Would it be possible to provide or describe the provenance of these files so that can I verify the contents? Or perhaps even the password for the zip? Or is the second input generated by go-fuzz itself and just happens to look encrypted?

In case it's of interest, I already asked in klauspost/compress and was directed here (https://github.com/klauspost/compress/discussions/791).

Many thanks Simon

josharian commented 1 year ago

Given the filename and context, with high confidence, 19e22ee834f02d145ae7072020443bc7ff06a965-2 was randomly generated by go-fuzz.

Maybe @dvyukov can speak to 14.zip, but given the number of intervening years, it is unlikely. If I had to guess, I'd say he probably zipped a hello_world.go, mashed the keypad to generate a random password, and moved on. As you say, neither the content nor the password matter to fuzzing, so I suspect he didn't give either of them a moment's thought.

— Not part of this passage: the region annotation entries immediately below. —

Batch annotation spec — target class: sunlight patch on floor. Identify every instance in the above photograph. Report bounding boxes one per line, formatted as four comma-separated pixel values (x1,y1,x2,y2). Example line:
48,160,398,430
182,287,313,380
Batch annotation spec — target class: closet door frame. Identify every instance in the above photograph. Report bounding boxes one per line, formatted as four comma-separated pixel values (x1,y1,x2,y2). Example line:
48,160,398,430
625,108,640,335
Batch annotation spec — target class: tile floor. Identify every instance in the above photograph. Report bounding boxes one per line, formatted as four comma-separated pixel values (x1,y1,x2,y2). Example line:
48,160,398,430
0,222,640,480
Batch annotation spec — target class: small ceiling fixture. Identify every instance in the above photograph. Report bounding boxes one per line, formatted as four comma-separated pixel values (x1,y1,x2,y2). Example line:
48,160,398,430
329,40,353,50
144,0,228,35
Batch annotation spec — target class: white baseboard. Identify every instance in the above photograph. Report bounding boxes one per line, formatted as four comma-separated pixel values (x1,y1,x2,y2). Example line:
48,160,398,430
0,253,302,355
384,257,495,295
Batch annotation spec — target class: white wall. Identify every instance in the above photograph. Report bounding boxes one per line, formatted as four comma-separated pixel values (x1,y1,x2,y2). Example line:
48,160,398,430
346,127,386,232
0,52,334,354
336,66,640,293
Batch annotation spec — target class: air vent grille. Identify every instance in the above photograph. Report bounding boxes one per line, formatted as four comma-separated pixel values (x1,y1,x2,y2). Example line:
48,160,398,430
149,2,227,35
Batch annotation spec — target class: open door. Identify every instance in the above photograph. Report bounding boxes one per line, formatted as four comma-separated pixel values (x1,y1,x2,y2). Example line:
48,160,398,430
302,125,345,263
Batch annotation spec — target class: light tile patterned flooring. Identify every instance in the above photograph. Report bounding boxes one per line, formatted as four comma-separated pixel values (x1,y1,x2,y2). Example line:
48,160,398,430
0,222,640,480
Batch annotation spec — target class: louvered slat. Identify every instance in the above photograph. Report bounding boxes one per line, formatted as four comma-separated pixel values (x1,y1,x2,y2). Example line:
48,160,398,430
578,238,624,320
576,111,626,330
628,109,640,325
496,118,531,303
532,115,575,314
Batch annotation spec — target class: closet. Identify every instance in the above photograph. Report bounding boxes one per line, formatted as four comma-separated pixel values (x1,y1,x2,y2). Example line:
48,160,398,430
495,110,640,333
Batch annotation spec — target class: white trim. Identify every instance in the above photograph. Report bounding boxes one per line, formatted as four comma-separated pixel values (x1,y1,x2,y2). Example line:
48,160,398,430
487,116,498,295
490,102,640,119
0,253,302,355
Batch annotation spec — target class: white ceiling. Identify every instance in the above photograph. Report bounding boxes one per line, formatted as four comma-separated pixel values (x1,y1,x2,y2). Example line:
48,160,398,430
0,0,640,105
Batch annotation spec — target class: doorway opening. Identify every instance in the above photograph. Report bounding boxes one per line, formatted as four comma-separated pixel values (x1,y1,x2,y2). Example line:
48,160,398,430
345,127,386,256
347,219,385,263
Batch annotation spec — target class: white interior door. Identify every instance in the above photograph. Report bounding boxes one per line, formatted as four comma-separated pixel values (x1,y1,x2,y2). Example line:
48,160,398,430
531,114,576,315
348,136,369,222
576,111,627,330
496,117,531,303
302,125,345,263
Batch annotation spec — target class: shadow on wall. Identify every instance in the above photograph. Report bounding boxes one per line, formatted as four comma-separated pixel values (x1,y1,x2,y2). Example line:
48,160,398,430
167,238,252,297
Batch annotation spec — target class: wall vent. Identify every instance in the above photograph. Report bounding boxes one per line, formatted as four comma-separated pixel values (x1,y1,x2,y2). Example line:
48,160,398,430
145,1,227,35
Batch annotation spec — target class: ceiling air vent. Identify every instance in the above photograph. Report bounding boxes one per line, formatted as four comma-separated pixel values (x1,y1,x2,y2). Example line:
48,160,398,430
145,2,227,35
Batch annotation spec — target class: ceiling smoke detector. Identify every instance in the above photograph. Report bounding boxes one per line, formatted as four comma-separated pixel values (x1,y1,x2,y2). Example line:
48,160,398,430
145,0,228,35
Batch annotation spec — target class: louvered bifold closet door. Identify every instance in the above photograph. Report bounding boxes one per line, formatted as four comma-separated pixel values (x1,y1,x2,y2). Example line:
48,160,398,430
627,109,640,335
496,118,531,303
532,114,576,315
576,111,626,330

eswdd commented 1 year ago

Turns out I didn't think to use a zip cracker - turns out the password is the blindingly obvious password which gives me the very exciting content:

simon$ unzip 14.zip 
Archive:  14.zip
[14.zip] aaa password: 
 extracting: aaa                     
 extracting: bbb                     
simon$ cat aaa
111222
simon$ cat bbb
asidhuasih a
 sdjn osdn 
sdvs ndv

Thank you for the help.